Talk about feelings. Mozart's great concert aria, Ch'io mi scordi di te? (You ask that I forget you?), K. 505, is a "declaration of love in music," according to Alfred Einstein. Resurrected from an earlier insertion into the opera Idomeneo, it was tailored for a star mezzo-soprano of the time, Nancy Storace, who was departing Vienna in 1787, and may have been carrying on a love affair with the composer.
The text is full of amorous frisson, with musical clues as supporting evidence. Two soloists, a coloratura mezzo-soprano and a vigorously interacting piano, carry on like shameless lovers in the presence of the soft-pillowed orchestra, with Mozart deploying two of his beloved clarinets in entwining phrases with the sultry bassoons.
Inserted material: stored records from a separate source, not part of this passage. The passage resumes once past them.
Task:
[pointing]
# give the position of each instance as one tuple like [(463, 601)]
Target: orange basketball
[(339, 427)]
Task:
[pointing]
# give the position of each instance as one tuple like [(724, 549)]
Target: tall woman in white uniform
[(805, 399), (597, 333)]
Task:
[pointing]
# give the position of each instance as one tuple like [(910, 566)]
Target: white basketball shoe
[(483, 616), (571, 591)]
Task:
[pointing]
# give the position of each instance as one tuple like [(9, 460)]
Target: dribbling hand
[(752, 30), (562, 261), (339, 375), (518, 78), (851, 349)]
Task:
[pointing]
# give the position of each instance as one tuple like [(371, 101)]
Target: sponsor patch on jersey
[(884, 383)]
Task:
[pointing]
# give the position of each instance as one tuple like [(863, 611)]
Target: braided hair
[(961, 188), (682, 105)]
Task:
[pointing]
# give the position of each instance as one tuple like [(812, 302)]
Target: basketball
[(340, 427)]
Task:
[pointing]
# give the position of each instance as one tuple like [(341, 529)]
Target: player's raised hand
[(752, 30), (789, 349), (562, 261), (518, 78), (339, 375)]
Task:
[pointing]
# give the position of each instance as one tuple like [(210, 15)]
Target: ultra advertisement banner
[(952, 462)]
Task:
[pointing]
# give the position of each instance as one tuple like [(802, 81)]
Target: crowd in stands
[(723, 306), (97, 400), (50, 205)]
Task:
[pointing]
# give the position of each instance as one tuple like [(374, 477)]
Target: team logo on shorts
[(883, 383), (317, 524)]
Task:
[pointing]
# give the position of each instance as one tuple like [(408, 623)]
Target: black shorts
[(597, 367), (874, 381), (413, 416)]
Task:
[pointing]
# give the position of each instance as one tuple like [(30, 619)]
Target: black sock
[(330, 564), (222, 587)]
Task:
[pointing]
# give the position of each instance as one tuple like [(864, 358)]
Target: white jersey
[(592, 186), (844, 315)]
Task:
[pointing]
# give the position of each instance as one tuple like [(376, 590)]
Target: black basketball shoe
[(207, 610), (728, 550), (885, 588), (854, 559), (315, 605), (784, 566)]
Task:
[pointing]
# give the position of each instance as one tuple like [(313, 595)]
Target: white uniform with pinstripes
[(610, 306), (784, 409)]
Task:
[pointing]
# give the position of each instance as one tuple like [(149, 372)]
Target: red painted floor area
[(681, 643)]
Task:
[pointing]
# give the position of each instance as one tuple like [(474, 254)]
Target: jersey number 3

It was all gorgeously realized in the seamless velvet of Susan Graham's emotive coloratura, complemented by Zacharias's seductive, singing piano.
As if the climate was not warm enough, Zacharias concluded with a selection of eight of the eighteen purely orchestral numbers from Beethoven's second ballet, The Creatures of Prometheus, op. 43, composed in 1800-01. (You read correctly; the juvenile Ritterballett was the first, composed a decade earlier in Bonn.) Prometheus was, of course, the Greek titan who stole fire from Zeus and gave it to mortals, an irresistible subject for the titanic Beethoven, who was to shake his own musical heavens shortly thereafter.
One can hear the flickering flames depicted in the oft-performed and thoroughly charming overture, far and away the most developed movement in the score. But there are also other sections of interest. One of the adagios has the sole appearance in Beethoven's oeuvre of a harp, used quite idiomatically. The work's finale provides the second outing for a tune Beethoven was to employ four times, starting with an orchestra contredanse. Its peroration would come in its varied treatment for the Finale of the heaven shaking Eroica Symphony of 1803.
Additional colorations of trumpets, flutes, oboes and four timpani (added to those used in the earlier works), not to mention a lovely basset horn solo from Michele Zukovsky, helped sustain interest in the pleasant but repetitive score, designed as it was for the formal patterns of dance. The orchestra mustered a reasonably committed performance, an intonation problem here or there noted, as from the solo cello taking Casual Fridays too much to heart on this occasion.
The earlier Upbeat Live lecture from pianist-conductor Lucinda Carver provided an informed and witty introduction to the program, with a number of interesting anecdotes. Here's one I particularly liked, from an unidentified source. It seems the towering technique and rigidity of Johann Sebastian Bach could have stifled the creativity of his children, many of whom were to become musicians. Of necessity, according to one wag, they "scattered like billiard balls escaping their triangular foundation."
That's how it looked Friday evening as the audience departed the triangular Disney Concert Hall, with the prospect of even more phantom flickers on Halloween Sunday.